El dolor en la tibia al correr es una molestia muy extendida entre corredores populares.

Esta molestia, en algunos casos puede derivar de la lesión llamada periostitis tibial. La periostitis tibial es la tercera lesión más común en corredores.

Por lo tanto, un problema así no se tiene que pasar por alto y sus causas deben ser estrictamente analizadas (Francis et al., 2018).

LA LESIÓN

Para entender la periostitis tibial, lo primero debemos saber es qué es el periostio. El periostio es una membrana de tejido conectivo que cubre la mayor parte de los huesos. Su función principal es favorecer el desarrollo del hueso facilitando la llegada de sangre y nutrientes al mismo.

Entonces, la periostitis tibial es la inflamación del periostio que recubre el hueso de la tibia.

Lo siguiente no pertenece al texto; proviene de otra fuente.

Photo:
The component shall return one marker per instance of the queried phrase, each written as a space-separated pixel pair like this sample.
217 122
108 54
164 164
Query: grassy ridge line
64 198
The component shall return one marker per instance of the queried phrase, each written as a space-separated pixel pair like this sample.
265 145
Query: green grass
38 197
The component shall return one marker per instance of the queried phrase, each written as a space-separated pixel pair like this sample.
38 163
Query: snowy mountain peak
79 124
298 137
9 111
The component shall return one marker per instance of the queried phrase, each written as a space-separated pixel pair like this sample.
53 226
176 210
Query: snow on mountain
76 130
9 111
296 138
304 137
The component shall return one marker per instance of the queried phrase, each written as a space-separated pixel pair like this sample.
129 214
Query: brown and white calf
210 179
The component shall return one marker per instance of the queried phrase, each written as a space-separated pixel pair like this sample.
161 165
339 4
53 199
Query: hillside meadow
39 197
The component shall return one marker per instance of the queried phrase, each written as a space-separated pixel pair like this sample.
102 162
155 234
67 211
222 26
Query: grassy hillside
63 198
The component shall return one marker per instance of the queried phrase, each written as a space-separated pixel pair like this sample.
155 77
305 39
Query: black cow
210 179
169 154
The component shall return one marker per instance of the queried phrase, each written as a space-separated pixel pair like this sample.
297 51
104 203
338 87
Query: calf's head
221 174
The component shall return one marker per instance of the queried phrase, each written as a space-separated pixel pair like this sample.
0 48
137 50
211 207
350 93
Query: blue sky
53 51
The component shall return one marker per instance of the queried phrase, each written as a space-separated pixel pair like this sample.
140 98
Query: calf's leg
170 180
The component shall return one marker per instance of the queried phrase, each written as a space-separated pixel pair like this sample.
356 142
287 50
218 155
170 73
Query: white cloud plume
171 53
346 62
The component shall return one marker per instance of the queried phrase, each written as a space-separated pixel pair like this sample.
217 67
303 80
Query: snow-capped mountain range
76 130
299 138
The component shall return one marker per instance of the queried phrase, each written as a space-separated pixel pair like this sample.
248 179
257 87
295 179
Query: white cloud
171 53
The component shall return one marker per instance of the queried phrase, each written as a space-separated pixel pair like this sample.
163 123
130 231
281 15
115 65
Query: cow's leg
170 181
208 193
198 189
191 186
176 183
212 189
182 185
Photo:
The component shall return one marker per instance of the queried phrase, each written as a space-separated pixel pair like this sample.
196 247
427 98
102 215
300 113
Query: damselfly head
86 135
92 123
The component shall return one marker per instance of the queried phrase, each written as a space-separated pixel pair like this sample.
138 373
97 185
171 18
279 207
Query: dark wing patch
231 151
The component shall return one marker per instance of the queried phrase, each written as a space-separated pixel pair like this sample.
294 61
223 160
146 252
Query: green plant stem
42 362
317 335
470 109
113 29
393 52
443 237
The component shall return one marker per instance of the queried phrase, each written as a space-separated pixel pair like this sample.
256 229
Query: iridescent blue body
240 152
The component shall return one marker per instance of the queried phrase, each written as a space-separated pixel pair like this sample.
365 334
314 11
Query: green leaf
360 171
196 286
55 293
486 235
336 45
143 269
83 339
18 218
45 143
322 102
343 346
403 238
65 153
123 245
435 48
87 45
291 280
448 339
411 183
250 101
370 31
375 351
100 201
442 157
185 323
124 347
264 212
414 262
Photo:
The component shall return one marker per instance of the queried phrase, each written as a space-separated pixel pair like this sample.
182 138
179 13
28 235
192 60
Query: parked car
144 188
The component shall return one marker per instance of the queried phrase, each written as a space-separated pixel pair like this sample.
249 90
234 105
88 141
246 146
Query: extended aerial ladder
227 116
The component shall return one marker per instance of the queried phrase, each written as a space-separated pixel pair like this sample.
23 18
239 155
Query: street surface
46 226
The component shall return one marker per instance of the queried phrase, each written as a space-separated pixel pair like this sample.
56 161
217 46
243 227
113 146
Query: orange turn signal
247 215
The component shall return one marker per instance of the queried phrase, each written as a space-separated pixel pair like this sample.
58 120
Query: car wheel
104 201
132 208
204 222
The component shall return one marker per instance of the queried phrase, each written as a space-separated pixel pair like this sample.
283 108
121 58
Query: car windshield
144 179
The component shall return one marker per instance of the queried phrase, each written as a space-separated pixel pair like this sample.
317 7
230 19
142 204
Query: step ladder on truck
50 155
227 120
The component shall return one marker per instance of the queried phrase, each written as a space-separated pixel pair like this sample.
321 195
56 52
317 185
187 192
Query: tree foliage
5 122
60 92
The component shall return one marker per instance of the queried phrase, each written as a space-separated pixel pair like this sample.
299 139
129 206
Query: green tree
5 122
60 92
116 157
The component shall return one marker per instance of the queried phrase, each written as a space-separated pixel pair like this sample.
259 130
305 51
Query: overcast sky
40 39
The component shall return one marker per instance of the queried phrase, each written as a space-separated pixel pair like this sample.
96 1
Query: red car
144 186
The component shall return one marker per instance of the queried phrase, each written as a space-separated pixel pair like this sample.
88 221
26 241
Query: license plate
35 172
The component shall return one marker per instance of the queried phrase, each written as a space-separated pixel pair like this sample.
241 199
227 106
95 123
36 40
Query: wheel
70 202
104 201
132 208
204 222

CÓMO IDENTIFICAR LA PERIOSTITIS TIBIAL

Esta lesión se manifiesta por un dolor en la zona media de la tibia. Inicialmente los síntomas se presentan con el inicio de la actividad y se detienen al rato de continuar corriendo. Es algo engañoso, porque lleva a pensar que el problema ha desaparecido.

Si se sigue forzando la zona y no se acude a un médico especialista, el dolor terminará por estar presente en todo el tiempo que dure nuestra actividad. Y por último si la lesión se encuentra en una fase muy avanzada el dolor aparecerá en las acciones cotidianas.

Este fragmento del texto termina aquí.